Udacity Data Science Nanodegree — Capstone Project
** All code for this project is included in this Github repository **
Starbucks Corporation is an American multinational chain of coffeehouses and roasting reserves headquartered in Seattle, Washington. As the world’s largest coffeehouse chain, Starbucks operates more than 30,000 locations worldwide in more than 70 countries. To connect with its customer, Starbucks has a reward mobile application to send advertisements and offers.
In this project, I will be analyzing data coming out of this app and try to find trends and relations between users information and offer data. Finally, I will build a machine learning model to predict whether a user will respond to an offer or not.
Each user on the application has an account that can include demographic information on the user. A user can make a purchase, receive an offer, view an offer or complete an offer.
There are three types of offers that can be sent: buy-one-get-one (BOGO), discount, and informational.
- BOGO: a user needs to spend a certain amount to get a reward equal to that threshold amount.
- Discount: a user gains a reward equal to a fraction of the amount spent.

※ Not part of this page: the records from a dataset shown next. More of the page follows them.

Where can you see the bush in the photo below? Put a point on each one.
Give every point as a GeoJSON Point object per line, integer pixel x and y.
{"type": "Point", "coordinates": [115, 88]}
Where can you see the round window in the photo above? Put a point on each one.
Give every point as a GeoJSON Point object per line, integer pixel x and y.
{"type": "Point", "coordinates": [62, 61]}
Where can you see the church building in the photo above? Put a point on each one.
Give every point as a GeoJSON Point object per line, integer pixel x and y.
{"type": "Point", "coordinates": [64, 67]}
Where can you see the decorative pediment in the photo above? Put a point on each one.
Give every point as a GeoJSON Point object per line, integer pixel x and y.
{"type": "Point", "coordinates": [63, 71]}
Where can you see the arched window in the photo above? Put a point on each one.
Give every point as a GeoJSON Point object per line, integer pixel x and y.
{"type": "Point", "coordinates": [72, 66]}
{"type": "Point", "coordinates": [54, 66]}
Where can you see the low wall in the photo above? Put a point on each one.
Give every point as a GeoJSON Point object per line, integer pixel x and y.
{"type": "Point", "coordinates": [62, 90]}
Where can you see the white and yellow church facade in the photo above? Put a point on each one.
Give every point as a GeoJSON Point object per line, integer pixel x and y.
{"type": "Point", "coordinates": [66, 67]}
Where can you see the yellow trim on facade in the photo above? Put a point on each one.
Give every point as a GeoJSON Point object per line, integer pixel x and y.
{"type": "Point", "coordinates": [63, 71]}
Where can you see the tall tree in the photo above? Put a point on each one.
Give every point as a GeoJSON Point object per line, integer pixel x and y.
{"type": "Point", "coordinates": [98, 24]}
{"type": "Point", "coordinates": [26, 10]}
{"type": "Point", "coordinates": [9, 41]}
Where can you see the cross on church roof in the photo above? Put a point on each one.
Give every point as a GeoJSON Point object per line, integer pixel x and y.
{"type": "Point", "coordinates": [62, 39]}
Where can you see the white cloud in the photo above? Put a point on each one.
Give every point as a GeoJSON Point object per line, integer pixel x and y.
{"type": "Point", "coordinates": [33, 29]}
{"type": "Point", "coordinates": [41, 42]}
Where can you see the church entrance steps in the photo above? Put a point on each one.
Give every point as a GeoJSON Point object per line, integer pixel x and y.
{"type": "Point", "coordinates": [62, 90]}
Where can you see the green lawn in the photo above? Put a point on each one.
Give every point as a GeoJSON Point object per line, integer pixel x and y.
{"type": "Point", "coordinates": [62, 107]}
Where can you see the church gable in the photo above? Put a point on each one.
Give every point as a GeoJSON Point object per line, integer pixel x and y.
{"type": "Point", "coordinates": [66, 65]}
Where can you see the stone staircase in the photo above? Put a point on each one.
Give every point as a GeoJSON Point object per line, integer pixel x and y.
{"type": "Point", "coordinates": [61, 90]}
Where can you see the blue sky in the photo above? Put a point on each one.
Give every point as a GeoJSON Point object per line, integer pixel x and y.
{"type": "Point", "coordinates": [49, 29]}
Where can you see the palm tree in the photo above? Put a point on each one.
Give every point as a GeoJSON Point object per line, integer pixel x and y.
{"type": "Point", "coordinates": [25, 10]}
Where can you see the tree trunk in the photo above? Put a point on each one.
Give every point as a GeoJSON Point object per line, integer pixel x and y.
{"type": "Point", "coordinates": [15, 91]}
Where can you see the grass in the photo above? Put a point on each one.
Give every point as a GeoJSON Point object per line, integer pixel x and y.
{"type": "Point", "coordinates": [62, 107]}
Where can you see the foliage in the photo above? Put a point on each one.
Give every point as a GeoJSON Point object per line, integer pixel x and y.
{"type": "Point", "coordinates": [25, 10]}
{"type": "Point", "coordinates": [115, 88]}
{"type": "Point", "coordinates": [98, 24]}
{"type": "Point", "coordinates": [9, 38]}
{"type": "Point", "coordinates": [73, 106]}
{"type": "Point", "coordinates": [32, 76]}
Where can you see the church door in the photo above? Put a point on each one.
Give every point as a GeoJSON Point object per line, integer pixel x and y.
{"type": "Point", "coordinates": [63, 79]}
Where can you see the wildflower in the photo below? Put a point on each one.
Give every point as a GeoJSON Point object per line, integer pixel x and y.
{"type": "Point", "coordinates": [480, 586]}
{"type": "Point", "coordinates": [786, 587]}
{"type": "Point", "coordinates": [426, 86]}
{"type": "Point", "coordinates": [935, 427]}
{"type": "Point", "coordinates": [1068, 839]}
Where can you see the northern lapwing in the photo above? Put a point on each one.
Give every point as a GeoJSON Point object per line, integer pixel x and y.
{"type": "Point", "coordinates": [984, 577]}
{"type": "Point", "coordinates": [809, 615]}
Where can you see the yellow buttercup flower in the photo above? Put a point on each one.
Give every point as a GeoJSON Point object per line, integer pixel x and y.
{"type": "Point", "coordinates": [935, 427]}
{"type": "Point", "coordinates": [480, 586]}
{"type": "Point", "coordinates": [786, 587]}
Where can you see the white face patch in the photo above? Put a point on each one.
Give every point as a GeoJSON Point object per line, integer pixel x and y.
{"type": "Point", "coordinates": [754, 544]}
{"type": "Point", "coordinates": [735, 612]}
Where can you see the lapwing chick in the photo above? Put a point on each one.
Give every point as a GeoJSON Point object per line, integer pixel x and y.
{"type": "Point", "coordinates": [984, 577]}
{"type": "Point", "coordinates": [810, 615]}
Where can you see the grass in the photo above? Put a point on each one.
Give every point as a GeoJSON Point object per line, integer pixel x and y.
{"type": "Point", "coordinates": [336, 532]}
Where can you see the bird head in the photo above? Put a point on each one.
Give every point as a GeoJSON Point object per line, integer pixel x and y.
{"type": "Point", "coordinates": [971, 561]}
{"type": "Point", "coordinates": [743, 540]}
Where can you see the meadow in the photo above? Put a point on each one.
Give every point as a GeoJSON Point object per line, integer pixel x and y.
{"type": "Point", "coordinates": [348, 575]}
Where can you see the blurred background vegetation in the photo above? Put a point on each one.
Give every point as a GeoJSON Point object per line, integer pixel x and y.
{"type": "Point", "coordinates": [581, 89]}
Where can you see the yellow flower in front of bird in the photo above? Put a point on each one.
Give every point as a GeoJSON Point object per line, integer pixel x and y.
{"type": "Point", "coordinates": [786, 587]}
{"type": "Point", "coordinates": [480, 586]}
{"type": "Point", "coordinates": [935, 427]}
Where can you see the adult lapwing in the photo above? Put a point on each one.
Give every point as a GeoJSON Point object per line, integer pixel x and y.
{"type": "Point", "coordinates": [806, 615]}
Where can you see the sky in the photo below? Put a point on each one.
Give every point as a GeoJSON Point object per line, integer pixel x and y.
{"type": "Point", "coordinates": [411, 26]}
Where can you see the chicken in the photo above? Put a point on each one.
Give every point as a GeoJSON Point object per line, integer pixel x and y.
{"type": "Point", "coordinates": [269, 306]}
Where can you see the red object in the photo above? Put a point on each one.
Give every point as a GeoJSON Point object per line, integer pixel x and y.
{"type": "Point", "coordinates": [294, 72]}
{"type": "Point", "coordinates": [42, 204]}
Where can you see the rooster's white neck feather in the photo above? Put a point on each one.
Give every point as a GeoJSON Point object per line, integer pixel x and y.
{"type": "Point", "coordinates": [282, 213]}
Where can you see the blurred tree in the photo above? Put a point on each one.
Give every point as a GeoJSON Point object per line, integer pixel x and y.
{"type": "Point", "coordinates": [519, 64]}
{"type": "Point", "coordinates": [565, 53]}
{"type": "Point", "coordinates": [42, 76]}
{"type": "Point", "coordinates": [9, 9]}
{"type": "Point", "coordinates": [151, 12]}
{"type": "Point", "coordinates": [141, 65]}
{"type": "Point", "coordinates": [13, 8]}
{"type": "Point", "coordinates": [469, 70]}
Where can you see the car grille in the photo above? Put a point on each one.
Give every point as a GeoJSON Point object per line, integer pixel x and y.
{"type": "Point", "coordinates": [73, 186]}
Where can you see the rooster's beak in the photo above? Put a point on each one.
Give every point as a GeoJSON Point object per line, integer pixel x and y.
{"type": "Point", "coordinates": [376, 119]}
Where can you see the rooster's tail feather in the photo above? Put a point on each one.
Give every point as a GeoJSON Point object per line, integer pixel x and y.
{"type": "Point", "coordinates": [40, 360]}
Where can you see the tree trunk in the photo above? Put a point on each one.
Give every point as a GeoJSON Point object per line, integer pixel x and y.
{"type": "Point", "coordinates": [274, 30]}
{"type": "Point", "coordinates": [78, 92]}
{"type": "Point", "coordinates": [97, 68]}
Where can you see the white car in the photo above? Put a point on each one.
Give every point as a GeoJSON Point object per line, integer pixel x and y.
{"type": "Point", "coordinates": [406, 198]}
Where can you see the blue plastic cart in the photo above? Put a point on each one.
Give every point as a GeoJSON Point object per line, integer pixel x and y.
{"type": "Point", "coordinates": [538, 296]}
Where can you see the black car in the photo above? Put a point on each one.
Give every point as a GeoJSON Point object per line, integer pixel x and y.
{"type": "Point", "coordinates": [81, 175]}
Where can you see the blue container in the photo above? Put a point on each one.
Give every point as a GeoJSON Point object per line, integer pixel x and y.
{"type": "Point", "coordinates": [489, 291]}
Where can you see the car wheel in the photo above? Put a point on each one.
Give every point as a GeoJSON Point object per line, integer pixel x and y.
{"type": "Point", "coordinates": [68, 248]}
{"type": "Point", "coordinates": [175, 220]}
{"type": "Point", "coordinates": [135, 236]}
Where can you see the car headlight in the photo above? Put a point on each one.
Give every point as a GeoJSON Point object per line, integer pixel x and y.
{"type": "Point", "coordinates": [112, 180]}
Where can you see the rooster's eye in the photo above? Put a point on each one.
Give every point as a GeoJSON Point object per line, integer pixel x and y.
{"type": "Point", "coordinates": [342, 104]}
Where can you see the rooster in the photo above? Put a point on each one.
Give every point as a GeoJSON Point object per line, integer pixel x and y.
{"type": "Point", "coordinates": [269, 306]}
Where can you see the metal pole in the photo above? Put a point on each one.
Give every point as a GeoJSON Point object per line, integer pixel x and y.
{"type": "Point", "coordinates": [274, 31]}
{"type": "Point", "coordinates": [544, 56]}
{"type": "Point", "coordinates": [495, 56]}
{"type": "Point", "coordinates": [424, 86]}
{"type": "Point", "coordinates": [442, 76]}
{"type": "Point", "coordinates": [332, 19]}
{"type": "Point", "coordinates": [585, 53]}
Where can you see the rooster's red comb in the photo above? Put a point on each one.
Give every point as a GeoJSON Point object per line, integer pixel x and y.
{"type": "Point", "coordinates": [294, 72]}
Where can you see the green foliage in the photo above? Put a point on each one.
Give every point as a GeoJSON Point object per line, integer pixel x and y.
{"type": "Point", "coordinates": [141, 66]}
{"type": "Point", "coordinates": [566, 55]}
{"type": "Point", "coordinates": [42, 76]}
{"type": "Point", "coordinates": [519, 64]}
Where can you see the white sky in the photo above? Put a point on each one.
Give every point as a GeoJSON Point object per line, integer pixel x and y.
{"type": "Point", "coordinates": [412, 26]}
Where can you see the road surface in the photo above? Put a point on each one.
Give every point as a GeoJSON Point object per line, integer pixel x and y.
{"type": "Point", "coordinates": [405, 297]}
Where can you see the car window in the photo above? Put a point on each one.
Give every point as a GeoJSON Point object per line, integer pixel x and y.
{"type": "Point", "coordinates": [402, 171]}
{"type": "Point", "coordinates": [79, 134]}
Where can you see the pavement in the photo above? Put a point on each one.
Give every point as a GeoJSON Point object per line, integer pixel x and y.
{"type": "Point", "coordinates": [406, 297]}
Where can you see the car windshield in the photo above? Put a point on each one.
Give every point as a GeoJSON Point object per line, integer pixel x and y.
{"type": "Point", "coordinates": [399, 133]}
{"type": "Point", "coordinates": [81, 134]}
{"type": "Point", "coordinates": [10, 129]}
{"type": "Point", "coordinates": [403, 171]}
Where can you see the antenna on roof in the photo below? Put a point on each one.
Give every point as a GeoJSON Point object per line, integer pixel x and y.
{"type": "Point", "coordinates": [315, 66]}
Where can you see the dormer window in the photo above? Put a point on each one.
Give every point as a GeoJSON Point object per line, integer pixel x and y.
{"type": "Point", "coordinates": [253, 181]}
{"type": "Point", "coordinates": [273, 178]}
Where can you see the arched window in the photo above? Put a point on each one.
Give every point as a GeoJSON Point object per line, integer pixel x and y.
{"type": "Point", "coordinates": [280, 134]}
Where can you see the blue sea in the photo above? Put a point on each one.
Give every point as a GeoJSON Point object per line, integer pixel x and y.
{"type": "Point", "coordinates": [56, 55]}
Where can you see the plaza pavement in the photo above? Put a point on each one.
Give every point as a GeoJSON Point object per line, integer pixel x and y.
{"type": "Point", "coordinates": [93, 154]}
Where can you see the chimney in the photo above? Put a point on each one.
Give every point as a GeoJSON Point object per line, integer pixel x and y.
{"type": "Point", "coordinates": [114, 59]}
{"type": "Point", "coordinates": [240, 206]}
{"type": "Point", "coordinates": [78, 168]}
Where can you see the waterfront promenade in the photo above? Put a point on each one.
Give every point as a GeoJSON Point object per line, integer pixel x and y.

- Informational: mere advertisement for a drink
There are three datasets available:
- portfolio.json — containing offer ids and meta data about each offer (duration, type, etc.)
- profile.json — demographic data for each customer
- transcript.json — records for transactions, offers received, offers viewed, and offers completed
The problem that we are trying to answer is how does a customer respond when an offer is sent to them.
The strategy that we will be following is:
- Data preprocessing and cleaning: we will look deeper at the data and understand its content. Data will then be cleaned from anomalies, null values, and duplicates.
- Data analysis and visualization: data will be further analyzed and visualized to answer more detailed questions relating to our problem.
- Data modelling: we will try to build a machine learning model that will predict whether a user will complete an offer or not. model is evaluated based on f1-score.
Data Preprocessing and Cleaning:
1- portfolio.json (10 x 6):
id (string): offer id.
offer_type (string): type of offer i.e. BOGO, discount, informational.
difficulty (int): minimum required spend to complete an offer.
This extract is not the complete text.